Question

show that \((n-2)!\) is divisible by \(n-1\) when ever \(n \ne p+1\)

where \(p\) is a prime and \(n\gt 5\)

Answer 1

i took n=5
so \(\Large\frac{(5-2)!}{5-1}\) = \(\Large\frac{3 \times 2 \times 1}{4}\)=\(\Large\frac{3}{2}\) so here (n-2)! is not divisible by (n-1)

Answer 2

hm

Answer 3

corrected the question, sorry

Answer 4

@bubblegum.

Answer 5

\(\large n \ne p+1\)
\(\large (n-1) \ne p\)

we can write \(\large\frac{(n-2)!}{(n-1)}\) as \(\large\frac{(n-1)!}{(n-1)^2}\)

If we have any number say X
lets take X=36
then the divisors are->1,2,3,4,6,9,12,18,36
we can write 36 as a product of 2 divisors like->
1x36=36
2x18=36
3x12=36...

similarly for (n-1) the divisors will obviously be smaller than (n-1) and they all will come in the factorial
we know that every number X can be represented as a product of its 2 factors

lets say \((n-1)=d_1 \times d_2\)
where \(d_1\) and \(d_2\) are the 2 divisors of \(n-1\)
multiplying them in numerator gives us (n-1)
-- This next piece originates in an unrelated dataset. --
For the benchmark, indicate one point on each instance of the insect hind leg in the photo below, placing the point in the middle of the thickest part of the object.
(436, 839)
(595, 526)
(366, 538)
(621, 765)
we will have \((n-1)!=(n-1)(n-2)(n-3)...d_1...d_2..2.1\)
we can see we have \((n-1)^2\) term generated in the numerator and we can easily say that this numerator will be divisible by denominator which is \((n-1)^2\)

Answer 6

we take \(n > 5\) because we cannot represent 1,2,3,4,5 is the form of product of 2 divisors
now m thing why \(n \ne p+1\)

Answer 7

*thinking

Answer 8

if \(n=1+p\)
then \(n-1=p\)
\((n-1)!=p!\)

yeah its clear that p! will obviously not contain \(p^2\) term so clearly \((n-1)!\) will not be divisible by \((n-1)^2\)

Answer 9

Very nice!

Answer 10

thanks :)